As if that were the signal, the rest increased their pace, converging on the five travelers, giving off the stench of rotting flesh.

Torio and Zanos drew their swords, lopping off heads as the mindless beings made no attempt to defend themselves, but pressed forward with knives and spears, attempting to reach their prey, trampling the bodies of the fallen as they came.

And behind them another wave of orbu followed, equally mindless although physically in somewhat better condition, as if Maldek had first sent the most defective ones, the most expendable.

Wave after wave of them surged through the woods, enveloping the five companions in their sheer numbers. Torio could not count how many he killed before one reached him with a knife and gashed his thigh. Too late, he cut the thing’s arm off as another pulled him off his horse and stabbed him in his left biceps.

Wherever he sliced at one, another came from a different direction, slashing at him without aim other than to draw blood. Around him, the others fought equally hard, Dirdra kicking them away, stabbing them with a spear she had picked up from one of them, until finally she, too, disappeared under a mass of bodies.

The latecomers were sturdier-heads and limbs were harder to cut off, and Torio’s strength was giving out. This was not the fighting he was trained in-there was no art here. Zanos grabbed one of the creatures and used it to knock down half a dozen others-but they felt no pain, and were up again at once, charging at him. He looked at one and stopped its heart, but three others caught him from behind, and he went down under their weight.

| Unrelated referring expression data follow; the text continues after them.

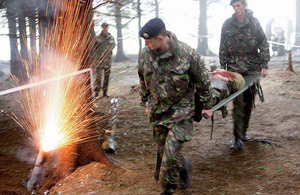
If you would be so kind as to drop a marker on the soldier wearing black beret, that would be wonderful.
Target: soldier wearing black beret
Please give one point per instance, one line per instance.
(152, 28)
(170, 71)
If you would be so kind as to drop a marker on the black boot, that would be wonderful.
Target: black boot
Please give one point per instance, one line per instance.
(245, 138)
(105, 94)
(184, 175)
(237, 145)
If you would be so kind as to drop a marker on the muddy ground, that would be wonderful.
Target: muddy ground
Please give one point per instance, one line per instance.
(261, 168)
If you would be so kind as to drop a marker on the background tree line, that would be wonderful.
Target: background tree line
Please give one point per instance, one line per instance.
(28, 20)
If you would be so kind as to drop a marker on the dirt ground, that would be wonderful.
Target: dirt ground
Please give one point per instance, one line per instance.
(261, 168)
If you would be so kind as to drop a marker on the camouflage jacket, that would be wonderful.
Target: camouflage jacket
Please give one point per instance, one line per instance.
(168, 82)
(104, 46)
(244, 47)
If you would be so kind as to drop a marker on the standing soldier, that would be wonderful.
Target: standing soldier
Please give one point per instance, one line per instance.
(170, 71)
(104, 46)
(243, 49)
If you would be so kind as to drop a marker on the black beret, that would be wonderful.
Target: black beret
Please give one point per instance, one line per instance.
(152, 28)
(233, 1)
(104, 25)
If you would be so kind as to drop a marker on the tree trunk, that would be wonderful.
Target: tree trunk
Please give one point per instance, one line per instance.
(120, 56)
(269, 29)
(156, 8)
(32, 15)
(23, 55)
(139, 24)
(202, 29)
(297, 34)
(12, 25)
(290, 62)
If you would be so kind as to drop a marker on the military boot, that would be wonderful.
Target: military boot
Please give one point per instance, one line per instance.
(245, 137)
(105, 94)
(237, 145)
(184, 175)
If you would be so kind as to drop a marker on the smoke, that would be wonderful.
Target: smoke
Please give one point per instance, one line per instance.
(26, 154)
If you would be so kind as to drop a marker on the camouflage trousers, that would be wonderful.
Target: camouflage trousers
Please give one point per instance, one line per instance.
(242, 108)
(98, 81)
(169, 149)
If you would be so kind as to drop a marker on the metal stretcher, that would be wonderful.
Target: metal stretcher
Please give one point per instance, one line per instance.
(249, 81)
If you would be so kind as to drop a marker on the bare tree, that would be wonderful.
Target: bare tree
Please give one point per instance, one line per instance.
(156, 8)
(120, 56)
(12, 26)
(202, 47)
(297, 38)
(202, 29)
(139, 23)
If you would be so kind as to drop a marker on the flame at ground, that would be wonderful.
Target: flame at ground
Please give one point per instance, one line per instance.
(60, 112)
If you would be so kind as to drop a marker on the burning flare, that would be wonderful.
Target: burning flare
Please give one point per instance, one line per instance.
(59, 112)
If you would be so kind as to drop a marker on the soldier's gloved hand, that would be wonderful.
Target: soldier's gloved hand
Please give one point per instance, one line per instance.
(207, 113)
(264, 72)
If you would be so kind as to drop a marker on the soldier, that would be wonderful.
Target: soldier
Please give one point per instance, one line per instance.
(170, 71)
(243, 49)
(104, 46)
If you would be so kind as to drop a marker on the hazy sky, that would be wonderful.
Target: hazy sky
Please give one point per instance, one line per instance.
(181, 17)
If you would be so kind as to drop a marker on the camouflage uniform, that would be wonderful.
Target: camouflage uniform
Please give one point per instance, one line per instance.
(243, 49)
(103, 51)
(167, 84)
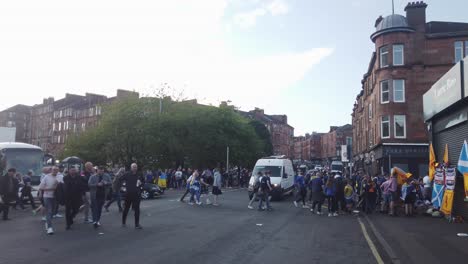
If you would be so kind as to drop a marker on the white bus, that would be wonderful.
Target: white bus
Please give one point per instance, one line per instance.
(23, 157)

Torio Read a knife slip between Zanos’ ribs and slice through the vessels in his lung-a death blow if he were not healed almost at once! “Astra!” he shouted-but Zanos’ wife was waging her own private war against the loathsome creatures, swinging a short sword in either hand as he had seen her practicing with Zanos aboard ship.

Torio drove his sword through the heart of another orbu, grabbed the spear it dropped, turned, and lunged at two of them, skewering both on the same spear with their own momentum. The things seemed even more agitated, more determined.

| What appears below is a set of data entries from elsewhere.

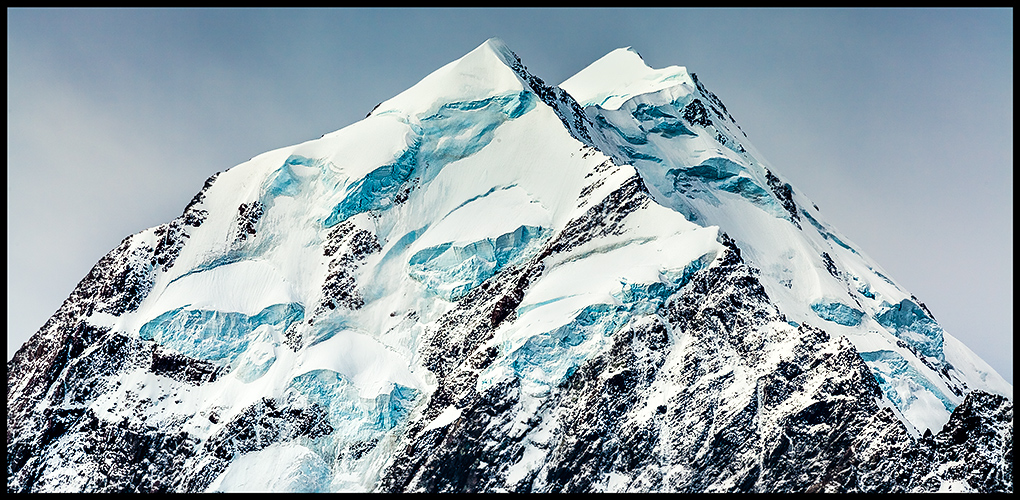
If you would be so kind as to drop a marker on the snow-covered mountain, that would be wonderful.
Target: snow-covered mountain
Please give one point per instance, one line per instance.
(493, 284)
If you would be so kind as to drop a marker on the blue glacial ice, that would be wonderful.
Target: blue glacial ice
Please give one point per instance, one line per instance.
(455, 131)
(355, 418)
(900, 380)
(215, 336)
(664, 123)
(824, 233)
(909, 322)
(747, 188)
(549, 358)
(376, 190)
(837, 312)
(716, 168)
(285, 182)
(636, 138)
(452, 270)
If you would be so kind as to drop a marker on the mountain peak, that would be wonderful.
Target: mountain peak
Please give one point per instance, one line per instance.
(486, 287)
(482, 72)
(619, 76)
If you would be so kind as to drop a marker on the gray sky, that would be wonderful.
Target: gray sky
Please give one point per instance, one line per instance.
(897, 122)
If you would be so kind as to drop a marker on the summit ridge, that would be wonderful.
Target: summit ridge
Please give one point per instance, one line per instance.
(495, 284)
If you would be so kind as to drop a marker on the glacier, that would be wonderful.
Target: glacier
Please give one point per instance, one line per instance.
(492, 284)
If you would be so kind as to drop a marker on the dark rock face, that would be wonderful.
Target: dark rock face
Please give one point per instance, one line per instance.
(707, 390)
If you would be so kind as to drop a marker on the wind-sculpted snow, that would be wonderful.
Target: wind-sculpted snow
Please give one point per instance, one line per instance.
(909, 322)
(837, 312)
(452, 270)
(487, 287)
(902, 383)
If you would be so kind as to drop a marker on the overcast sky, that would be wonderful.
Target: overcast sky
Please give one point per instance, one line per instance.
(897, 122)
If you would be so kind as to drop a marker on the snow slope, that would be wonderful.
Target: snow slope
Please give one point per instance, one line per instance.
(313, 312)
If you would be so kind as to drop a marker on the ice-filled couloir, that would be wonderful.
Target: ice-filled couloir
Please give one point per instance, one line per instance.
(493, 284)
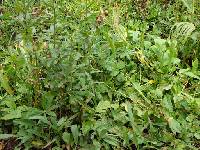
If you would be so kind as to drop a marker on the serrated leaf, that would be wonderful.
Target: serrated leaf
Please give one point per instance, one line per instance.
(12, 115)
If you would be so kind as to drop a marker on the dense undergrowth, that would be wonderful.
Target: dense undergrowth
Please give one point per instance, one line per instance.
(86, 74)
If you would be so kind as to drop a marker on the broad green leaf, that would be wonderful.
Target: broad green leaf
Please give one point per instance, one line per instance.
(5, 83)
(75, 133)
(174, 125)
(103, 106)
(111, 140)
(12, 115)
(188, 73)
(166, 103)
(6, 136)
(66, 137)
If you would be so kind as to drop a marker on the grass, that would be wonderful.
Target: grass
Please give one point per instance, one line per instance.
(99, 75)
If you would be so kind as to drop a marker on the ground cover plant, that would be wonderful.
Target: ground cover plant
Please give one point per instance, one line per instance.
(99, 75)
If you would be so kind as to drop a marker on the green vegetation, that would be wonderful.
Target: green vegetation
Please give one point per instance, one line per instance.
(100, 75)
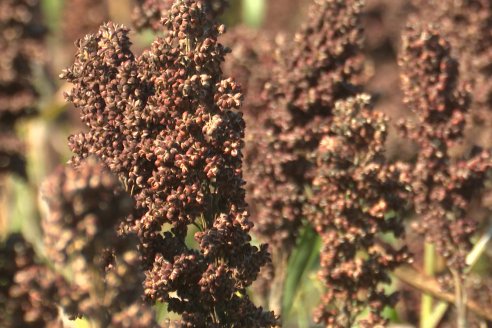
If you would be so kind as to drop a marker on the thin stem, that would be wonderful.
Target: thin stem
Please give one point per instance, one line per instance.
(427, 301)
(460, 298)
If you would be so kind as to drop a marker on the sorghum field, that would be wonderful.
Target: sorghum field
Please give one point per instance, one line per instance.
(245, 163)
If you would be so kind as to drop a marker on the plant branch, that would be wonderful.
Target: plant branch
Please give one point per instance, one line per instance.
(413, 278)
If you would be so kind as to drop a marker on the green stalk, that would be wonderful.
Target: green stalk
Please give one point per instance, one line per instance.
(426, 300)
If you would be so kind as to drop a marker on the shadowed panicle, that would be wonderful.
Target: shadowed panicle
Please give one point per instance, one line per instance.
(320, 66)
(85, 206)
(357, 197)
(29, 292)
(168, 124)
(443, 185)
(466, 24)
(21, 34)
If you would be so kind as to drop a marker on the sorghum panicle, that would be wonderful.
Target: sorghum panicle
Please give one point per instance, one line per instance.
(357, 196)
(29, 292)
(21, 34)
(86, 204)
(466, 25)
(443, 186)
(320, 66)
(167, 123)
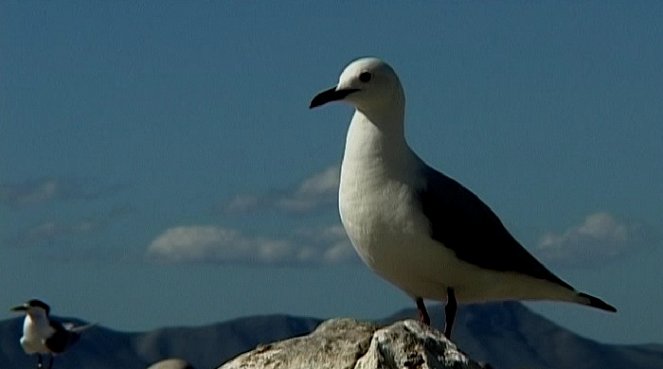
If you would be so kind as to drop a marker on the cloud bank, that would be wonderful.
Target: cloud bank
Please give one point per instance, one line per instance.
(311, 194)
(599, 238)
(48, 189)
(216, 244)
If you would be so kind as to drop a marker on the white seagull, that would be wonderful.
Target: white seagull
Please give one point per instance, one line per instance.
(43, 335)
(416, 227)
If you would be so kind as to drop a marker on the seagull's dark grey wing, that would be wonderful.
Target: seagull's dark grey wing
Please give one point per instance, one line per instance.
(465, 224)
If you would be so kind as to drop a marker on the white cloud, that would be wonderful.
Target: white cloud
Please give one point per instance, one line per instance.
(49, 231)
(215, 244)
(312, 193)
(47, 189)
(599, 238)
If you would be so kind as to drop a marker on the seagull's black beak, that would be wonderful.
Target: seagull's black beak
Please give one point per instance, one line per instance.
(330, 95)
(20, 308)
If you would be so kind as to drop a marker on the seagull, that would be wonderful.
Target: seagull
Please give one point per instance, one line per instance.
(43, 335)
(416, 227)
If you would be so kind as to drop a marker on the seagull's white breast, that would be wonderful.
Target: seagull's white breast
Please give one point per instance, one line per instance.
(378, 208)
(35, 332)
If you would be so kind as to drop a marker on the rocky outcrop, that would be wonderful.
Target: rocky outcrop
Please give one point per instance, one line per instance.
(171, 364)
(346, 343)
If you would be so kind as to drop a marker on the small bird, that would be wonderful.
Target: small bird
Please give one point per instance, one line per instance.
(43, 335)
(416, 227)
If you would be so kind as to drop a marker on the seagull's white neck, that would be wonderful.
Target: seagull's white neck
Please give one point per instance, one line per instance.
(377, 139)
(37, 319)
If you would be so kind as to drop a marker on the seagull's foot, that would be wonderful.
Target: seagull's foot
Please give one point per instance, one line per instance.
(423, 314)
(450, 312)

And daring to focus beyond his immediate vicinity, he realized-“Maldek’s run out of them! These are the last!”

His cry gave heart to the other fighters. Slipping on blood and flesh, Torio dispatched the last three in the group attacking him, Read Dirdra fling her way out from under the bodies piled on her, Melissa, the only one still on her horse, stop the hearts of two more, and Astra slash the throats of her three final attackers.

Only Zanos did not move. He was unconscious, under a heap of dead orbu.

Frantically, the other four dug Zanos out. Together, Astra and Melissa stopped his bleeding and closed the wound, but they were exhausted. None of the Adepts could perform further until they had rested-but not here, amid the gore of battle.